そんな先輩らに立ち向かえるようにと、安田も自身のセールスポイントである長打力に磨きをかけている。この日行った置きティーでも、ボールの下半分を捉えるよう練習をひたすら続けていた。
「置きティーを打つときってボールの上を打ってしまうことがよくあるので、そうならないように、多少下をこすってもいいイメージで」
打球に強烈なバックスピンをかけるためだ。
昨年10月の福岡ソフトバンク戦でプロ初本塁打を記録した安田だったが、一軍での本塁打はこの1本のみで終わった。同期のライバル・清宮幸太郎の打った7本ともインパクトという点で若干の差がついた。

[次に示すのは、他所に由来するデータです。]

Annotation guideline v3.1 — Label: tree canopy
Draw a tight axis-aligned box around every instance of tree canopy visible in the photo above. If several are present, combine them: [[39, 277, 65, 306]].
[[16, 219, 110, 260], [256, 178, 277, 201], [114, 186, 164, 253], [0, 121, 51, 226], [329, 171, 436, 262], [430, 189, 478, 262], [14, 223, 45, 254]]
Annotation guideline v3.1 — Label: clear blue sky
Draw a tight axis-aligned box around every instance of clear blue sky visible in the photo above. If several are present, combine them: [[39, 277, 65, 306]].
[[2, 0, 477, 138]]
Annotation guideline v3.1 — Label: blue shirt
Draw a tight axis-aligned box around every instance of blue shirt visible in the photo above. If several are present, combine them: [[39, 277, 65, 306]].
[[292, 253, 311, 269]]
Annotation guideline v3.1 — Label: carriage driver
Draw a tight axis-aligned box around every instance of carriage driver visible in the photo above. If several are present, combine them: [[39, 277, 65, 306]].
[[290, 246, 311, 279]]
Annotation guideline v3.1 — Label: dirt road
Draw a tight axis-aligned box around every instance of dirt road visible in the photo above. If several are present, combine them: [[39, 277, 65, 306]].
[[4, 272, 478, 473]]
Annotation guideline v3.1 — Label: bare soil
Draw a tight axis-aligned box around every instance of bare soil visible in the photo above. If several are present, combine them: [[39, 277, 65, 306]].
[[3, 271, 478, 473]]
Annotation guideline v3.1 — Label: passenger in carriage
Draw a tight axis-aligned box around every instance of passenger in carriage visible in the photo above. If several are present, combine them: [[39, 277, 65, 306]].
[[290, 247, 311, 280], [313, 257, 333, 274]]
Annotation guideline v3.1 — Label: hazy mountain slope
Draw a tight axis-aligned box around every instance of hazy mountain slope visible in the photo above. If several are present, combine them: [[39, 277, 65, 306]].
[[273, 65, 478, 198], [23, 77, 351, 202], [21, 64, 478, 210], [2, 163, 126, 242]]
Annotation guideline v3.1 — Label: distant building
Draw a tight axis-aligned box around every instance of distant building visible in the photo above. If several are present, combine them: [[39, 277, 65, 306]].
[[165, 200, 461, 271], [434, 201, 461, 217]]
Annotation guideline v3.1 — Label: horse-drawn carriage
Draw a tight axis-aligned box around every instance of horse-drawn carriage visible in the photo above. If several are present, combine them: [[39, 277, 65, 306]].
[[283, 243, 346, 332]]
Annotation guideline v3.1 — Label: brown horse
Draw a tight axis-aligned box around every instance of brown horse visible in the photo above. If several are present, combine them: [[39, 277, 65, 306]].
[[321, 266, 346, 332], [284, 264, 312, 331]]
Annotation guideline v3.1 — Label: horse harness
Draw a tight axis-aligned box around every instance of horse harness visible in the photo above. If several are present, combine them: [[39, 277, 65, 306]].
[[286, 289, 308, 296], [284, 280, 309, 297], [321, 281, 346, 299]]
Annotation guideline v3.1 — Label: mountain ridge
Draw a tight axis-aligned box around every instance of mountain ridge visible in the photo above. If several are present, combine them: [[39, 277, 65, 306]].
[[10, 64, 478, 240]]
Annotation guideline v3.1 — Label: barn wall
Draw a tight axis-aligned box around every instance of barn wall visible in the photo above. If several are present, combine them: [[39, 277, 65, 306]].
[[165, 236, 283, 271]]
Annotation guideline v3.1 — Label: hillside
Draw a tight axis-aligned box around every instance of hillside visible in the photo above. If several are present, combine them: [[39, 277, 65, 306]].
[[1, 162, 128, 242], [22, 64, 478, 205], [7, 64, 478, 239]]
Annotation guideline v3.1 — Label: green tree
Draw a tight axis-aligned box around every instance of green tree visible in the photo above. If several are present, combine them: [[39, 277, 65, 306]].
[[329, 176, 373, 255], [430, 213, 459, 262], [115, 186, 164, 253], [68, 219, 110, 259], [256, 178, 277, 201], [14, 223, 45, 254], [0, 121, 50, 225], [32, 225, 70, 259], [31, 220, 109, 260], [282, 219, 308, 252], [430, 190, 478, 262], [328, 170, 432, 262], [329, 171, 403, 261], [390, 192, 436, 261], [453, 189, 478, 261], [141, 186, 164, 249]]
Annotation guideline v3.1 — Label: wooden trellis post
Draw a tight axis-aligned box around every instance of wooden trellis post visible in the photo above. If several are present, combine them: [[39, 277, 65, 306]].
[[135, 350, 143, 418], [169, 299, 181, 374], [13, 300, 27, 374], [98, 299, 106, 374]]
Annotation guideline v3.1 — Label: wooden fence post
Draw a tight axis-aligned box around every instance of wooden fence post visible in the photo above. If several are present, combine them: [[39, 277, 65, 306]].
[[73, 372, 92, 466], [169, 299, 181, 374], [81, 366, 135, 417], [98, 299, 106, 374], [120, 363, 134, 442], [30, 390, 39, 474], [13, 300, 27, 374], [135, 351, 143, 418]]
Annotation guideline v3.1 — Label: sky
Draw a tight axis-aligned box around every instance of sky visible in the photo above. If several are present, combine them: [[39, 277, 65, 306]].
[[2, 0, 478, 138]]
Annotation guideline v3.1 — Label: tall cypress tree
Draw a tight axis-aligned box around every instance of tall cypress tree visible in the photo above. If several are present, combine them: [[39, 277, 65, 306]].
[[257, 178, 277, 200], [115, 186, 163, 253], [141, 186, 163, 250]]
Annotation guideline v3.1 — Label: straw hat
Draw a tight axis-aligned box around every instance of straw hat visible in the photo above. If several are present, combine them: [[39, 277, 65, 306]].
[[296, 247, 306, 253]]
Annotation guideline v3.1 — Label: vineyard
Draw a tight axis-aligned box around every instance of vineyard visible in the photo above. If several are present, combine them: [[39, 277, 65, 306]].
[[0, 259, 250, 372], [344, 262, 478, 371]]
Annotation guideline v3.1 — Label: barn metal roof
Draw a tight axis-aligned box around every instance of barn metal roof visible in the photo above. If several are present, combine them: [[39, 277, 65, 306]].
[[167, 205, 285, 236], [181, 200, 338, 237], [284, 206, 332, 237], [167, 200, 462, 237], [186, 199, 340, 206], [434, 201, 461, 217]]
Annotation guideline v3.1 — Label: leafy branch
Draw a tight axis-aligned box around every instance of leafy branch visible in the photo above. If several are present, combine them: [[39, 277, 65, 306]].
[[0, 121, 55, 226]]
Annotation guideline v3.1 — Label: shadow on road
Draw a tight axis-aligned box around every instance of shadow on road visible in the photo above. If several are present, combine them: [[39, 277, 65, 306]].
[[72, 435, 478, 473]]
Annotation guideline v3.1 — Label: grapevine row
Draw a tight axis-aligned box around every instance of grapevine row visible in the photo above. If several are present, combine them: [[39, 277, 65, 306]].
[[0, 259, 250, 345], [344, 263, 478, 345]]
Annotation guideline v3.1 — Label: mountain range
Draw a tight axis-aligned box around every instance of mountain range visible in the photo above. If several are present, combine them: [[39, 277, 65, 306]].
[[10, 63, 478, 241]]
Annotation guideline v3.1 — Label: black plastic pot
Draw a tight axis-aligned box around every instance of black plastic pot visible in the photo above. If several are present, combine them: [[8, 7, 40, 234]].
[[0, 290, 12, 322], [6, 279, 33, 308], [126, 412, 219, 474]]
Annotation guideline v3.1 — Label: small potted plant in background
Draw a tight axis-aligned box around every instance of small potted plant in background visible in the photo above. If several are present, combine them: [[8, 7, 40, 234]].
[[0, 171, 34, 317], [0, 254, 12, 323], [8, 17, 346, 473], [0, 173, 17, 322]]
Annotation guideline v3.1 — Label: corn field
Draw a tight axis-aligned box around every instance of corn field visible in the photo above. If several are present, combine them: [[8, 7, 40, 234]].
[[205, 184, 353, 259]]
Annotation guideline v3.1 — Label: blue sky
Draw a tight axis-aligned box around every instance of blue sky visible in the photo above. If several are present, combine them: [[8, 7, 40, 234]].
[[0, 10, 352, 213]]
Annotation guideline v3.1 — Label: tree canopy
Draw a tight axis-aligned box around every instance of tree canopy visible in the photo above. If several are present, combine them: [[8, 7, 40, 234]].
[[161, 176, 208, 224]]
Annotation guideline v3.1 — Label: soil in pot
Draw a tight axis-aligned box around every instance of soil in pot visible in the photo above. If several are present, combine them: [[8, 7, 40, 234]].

「昨年の最後は、打球があまり上がらなくなっていたというか、ちょっとヒット性が多い気がしました。もちろんそれでも全然良いと思うんですけど、今年はもう少しだけホームランが打てるようになりたいと思っています。150km以上の強い真っ直ぐにも負けない力強いスイングを身につけたい。そう思っています」
兄がいる三菱重工名古屋へ。
プロ2年目の今季、自身に課した本塁打数は最低2桁。それでも目標の新人王のタイトルまで見据えれば、少ない数字かもしれない。当然、安田もそれ以上の数字を頭に描いていることだろう。
千葉ロッテだけにとどまらず、球界を代表するスラッガーへ。
その決意を彼は胸の奥に秘めている。
今年の自主トレ先として社会人野球の三菱重工名古屋を選んだのも、彼の強い自覚を感じさせた。
「ここ(浦和)に来ても、だんだん人が多くなってくると思うので、できるところまでちゃんと向こうでやってこようかなって思っています」
三菱重工名古屋の主将には安田が一番の信頼を置いている兄・亮太がいる。滞在は約2週間の予定だが、昨年の社会人野球日本選手権優勝の同チームの中で、緊張感がある時間を過ごせるのは安田にとって大きなプラスになってくるはずだ。2月1日のキャンプインも最高の状態で迎えることができそうだ。